• Uladzislau Rezki (Sony)'s avatar
    mm: vmalloc: add va_alloc() helper · 38f6b9af
    Uladzislau Rezki (Sony) authored
    Patch series "Mitigate a vmap lock contention", v3.
    
    1. Motivation
    
    - Offload global vmap locks making it scaled to number of CPUS;
    
    - If possible and there is an agreement, we can remove the "Per cpu kva
      allocator" to make the vmap code to be more simple;
    
    - There were complaints from XFS folk that a vmalloc might be contented
      on their workloads.
    
    2. Design(high level overview)
    
    We introduce an effective vmap node logic.  A node behaves as independent
    entity to serve an allocation request directly(if possible) from its pool.

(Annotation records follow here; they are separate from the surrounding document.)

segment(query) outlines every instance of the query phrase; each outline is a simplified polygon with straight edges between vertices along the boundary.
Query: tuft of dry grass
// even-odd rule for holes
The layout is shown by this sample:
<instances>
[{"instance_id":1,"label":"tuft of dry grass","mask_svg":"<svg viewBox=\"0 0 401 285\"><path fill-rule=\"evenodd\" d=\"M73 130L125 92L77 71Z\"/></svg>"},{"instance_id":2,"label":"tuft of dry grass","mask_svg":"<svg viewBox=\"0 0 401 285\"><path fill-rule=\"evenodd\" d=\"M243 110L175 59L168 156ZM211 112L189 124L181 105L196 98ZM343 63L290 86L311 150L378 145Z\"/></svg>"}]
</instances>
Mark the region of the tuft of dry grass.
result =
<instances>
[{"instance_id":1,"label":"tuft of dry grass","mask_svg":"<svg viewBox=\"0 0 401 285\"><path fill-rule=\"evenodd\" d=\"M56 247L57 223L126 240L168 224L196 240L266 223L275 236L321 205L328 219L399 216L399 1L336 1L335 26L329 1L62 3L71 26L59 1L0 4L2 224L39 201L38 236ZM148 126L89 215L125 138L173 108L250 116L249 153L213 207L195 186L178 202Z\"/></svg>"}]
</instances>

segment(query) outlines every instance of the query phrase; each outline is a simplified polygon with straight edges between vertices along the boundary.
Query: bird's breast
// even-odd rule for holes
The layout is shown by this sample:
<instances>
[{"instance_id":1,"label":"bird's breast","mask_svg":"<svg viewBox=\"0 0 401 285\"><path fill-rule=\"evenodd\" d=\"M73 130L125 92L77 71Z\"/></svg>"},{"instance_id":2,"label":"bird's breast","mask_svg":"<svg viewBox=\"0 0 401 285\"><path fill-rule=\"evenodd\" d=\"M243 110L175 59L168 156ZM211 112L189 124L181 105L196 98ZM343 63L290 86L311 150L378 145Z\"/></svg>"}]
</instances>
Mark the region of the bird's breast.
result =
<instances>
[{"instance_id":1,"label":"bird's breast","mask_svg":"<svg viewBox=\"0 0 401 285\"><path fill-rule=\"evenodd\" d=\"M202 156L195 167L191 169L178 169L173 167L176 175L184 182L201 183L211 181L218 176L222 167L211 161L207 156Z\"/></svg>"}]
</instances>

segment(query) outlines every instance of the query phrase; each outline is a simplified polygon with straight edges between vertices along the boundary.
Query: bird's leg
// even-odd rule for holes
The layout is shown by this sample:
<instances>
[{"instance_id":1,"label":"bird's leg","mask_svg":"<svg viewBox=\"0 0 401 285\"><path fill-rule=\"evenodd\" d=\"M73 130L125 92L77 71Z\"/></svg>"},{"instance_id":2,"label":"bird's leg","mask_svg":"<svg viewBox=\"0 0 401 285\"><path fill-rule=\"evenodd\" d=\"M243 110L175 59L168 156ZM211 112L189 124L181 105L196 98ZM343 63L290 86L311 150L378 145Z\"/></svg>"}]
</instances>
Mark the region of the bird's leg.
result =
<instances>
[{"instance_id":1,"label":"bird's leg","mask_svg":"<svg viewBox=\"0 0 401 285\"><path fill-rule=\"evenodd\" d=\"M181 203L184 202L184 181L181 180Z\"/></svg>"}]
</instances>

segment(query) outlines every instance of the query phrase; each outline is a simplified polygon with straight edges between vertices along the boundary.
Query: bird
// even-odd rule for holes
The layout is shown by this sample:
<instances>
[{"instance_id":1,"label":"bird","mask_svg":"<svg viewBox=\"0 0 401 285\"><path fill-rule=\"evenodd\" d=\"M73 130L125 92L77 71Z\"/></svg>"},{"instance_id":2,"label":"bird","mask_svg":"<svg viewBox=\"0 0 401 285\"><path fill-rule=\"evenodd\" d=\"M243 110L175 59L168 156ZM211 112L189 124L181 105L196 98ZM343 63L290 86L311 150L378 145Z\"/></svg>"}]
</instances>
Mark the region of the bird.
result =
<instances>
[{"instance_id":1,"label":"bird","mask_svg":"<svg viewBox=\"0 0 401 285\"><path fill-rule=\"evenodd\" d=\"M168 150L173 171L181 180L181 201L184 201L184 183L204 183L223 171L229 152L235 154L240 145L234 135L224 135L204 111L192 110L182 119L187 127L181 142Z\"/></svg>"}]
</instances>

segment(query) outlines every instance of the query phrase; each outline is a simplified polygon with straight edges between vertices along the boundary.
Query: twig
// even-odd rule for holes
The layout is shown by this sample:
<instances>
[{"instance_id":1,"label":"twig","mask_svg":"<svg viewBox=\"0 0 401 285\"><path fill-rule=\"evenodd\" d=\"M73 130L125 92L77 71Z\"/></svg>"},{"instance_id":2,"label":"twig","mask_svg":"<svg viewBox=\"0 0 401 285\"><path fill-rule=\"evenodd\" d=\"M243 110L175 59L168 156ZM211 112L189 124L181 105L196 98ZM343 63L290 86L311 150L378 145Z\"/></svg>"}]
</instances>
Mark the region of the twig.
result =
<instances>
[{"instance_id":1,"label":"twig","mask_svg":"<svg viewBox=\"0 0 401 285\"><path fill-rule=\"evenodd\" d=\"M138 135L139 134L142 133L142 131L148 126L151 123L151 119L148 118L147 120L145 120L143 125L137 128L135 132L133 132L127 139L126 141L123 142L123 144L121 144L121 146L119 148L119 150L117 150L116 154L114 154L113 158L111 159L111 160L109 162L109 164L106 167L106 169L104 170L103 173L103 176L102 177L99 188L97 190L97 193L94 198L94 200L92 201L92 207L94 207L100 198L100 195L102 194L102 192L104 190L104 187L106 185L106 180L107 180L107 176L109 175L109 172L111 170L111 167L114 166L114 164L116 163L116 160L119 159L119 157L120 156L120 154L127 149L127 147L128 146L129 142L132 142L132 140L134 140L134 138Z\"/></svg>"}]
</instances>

    That way it bypasses a global vmap space that is protected by its own
    lock.
    
    An access to pools are serialized by CPUs.  Number of nodes are equal to
    number of CPUs in a system.  Please note the high threshold is bound to
    128 nodes.
    
    Pools are size segregated and populated based on system demand.  The
    maximum alloc request that can be stored into a segregated storage is 256
    pages.  The lazily drain path decays a pool by 25% as a first step and as
    second populates it by fresh freed VAs for reuse instead of returning them
    into a global space.
    
    When a VA is obtained(alloc path), it is stored in separate nodes.  A
    va->va_start address is converted into a correct node where it should be
    placed and resided.  Doing so we balance VAs across the nodes as a result
    an access becomes scalable.  The addr_to_node() function does a proper
    address conversion to a correct node.
    
    A vmap space is divided on segments with fixed size, it is 16 pages.  That
    way any address can be associated with a segment number.  Number of
    segments are equal to num_possible_cpus() but not grater then 128.  The
    numeration starts from 0.  See below how it is converted:
    
    static inline unsigned int
    addr_to_node_id(unsigned long addr)
    {
    	return (addr / zone_size) % nr_nodes;
    }
    
    On a free path, a VA can be easily found by converting its "va_start"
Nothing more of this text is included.